Buku ini hadir sebagai kajian etnografi yang menyajikan temuan-temuan di delapan kampung di wilayah selatan Papua yaitu Meurauke. Dalam buku ini juga penulis menceritakan secara mendalam mengenai suku Anim Ha atau Manusia Sejati, dengan empat marga yaitu: Gebze, Kaize, Mahuze, dan Basik-basik. Buku ini juga memadukan seluruh aspek kemanusiaan Marind Anim secara seimbang dalam konteks rencana pembangunan pemerintah melalui Masterplan Percepatan dan Perluasan Pembangunan Ekonomi Indonesia (MP3EI). Dalam buku ini ada membahas beberapa periode yang diulas baik oleh penulis.

1. Periode sejarah Suku
Bagian sejarah penulis menceritakan asal usul moyang suku yang masih hidup dengan budaya mangayau, berpakaian cawat dan tempurung kelapa.

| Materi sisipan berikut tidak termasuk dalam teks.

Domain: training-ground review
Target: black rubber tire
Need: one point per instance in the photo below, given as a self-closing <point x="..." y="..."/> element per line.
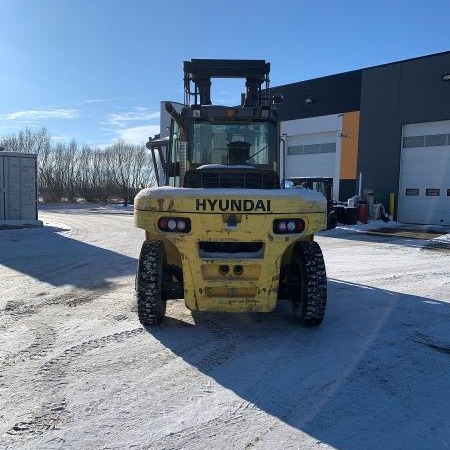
<point x="150" y="304"/>
<point x="309" y="302"/>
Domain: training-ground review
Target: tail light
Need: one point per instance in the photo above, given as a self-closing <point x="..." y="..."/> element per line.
<point x="174" y="224"/>
<point x="288" y="226"/>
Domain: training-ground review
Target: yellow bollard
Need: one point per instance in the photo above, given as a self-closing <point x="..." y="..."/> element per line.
<point x="391" y="203"/>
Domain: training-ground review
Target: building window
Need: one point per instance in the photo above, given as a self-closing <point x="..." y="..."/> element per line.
<point x="430" y="140"/>
<point x="435" y="140"/>
<point x="312" y="149"/>
<point x="413" y="141"/>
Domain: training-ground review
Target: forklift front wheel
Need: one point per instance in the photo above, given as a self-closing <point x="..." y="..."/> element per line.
<point x="150" y="304"/>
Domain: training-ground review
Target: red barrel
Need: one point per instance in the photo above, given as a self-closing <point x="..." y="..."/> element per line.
<point x="362" y="212"/>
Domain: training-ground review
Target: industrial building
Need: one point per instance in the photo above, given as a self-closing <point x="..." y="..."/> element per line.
<point x="384" y="129"/>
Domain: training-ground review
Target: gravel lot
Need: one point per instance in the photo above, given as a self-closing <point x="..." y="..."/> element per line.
<point x="77" y="371"/>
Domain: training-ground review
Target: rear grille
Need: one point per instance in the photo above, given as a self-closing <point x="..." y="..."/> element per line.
<point x="231" y="250"/>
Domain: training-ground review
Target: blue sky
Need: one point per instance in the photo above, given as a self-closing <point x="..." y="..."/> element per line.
<point x="96" y="70"/>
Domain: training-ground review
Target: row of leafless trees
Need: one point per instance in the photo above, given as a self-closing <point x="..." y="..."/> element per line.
<point x="67" y="171"/>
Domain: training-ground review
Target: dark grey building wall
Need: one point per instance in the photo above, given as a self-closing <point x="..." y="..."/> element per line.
<point x="406" y="92"/>
<point x="331" y="95"/>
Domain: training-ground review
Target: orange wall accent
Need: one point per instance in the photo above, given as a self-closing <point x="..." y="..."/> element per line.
<point x="349" y="145"/>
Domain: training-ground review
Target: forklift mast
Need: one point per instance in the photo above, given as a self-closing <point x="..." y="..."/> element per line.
<point x="200" y="71"/>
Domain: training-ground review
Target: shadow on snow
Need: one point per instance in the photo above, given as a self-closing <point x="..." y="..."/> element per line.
<point x="376" y="374"/>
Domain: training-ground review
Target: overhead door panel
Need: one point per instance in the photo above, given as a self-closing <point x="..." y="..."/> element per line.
<point x="424" y="189"/>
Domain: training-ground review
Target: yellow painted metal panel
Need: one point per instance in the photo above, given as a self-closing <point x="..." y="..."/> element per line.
<point x="349" y="145"/>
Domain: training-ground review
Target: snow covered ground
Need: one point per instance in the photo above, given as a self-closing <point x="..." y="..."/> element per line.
<point x="77" y="371"/>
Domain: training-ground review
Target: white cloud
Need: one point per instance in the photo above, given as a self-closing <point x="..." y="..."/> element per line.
<point x="31" y="115"/>
<point x="138" y="135"/>
<point x="138" y="114"/>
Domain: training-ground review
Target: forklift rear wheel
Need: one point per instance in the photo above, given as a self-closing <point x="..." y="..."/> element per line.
<point x="150" y="304"/>
<point x="309" y="300"/>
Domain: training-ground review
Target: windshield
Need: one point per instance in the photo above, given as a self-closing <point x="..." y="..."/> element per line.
<point x="210" y="142"/>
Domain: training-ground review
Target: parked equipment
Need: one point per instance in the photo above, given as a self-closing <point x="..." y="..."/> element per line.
<point x="220" y="231"/>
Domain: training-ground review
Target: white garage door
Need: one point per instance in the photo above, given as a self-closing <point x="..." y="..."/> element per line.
<point x="424" y="189"/>
<point x="310" y="155"/>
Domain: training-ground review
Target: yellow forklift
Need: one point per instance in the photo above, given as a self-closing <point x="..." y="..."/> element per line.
<point x="221" y="231"/>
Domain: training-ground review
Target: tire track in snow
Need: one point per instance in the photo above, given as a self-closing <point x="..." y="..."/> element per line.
<point x="54" y="412"/>
<point x="234" y="416"/>
<point x="44" y="338"/>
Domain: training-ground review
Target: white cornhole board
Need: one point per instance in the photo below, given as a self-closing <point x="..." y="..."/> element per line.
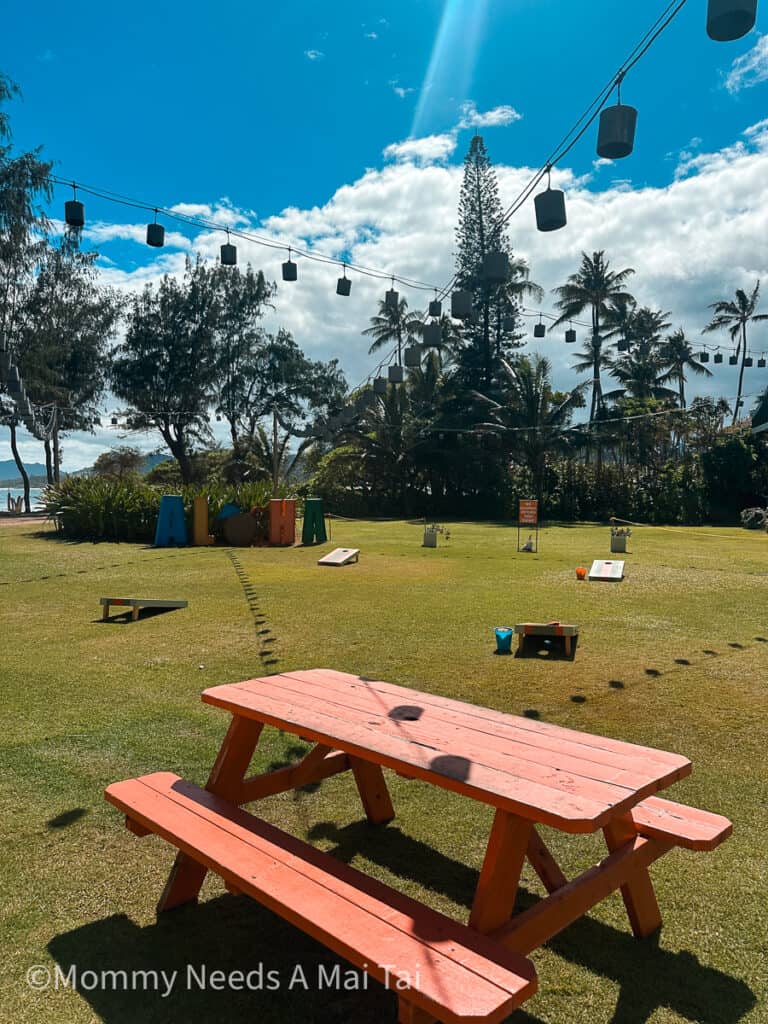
<point x="608" y="571"/>
<point x="340" y="556"/>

Perempuan dan laki-laki hidup terpisah terkecuali jika mereka sudah dikawinkan, sumber makanan pokok mereka adalah sagu, babi hutan dan binatang lainnya, mata pencaharian dengan bercocok tanam dan berburu dengan alat-alat tradisional.

2. Periode Merauke
Pada periode ini dikenal sebagai periode misionaris masa pemerintah Belanda. Pada tahun 1915 seorang Pastor Petrus Partante dari Biak didorong untuk menyatukan beberapa sub suku untuk membentuk suatu kampung yang bertujuan untuk menghilangkan budaya mengayau. Pada tahun 1923 sudah mulai dibangun sekolah-sekolah. Sekolah tersebut disebut sebagai sekolah buta huruf yang mengajarkan tentang baca dan tulis. Pada awal tahun 1965, sekolah tersebut sudah mulai berjalan dengan guru ajar didatang kan dari Kei. Sekolah yang didirikannya yaitu Sekolah Dasar YPK (Kristen) dan YPPK (Katolik) yang kemudian dijadikan satu sekolah. Pada tahun 1940-1950-an orang Zenegi baru mengenal budaya melayu, yang ditandai dengan pakaian, lampu petromaks dan lampu minyak. Mereka pun menggunakan dua bahasa sebagai bahasa keseharian.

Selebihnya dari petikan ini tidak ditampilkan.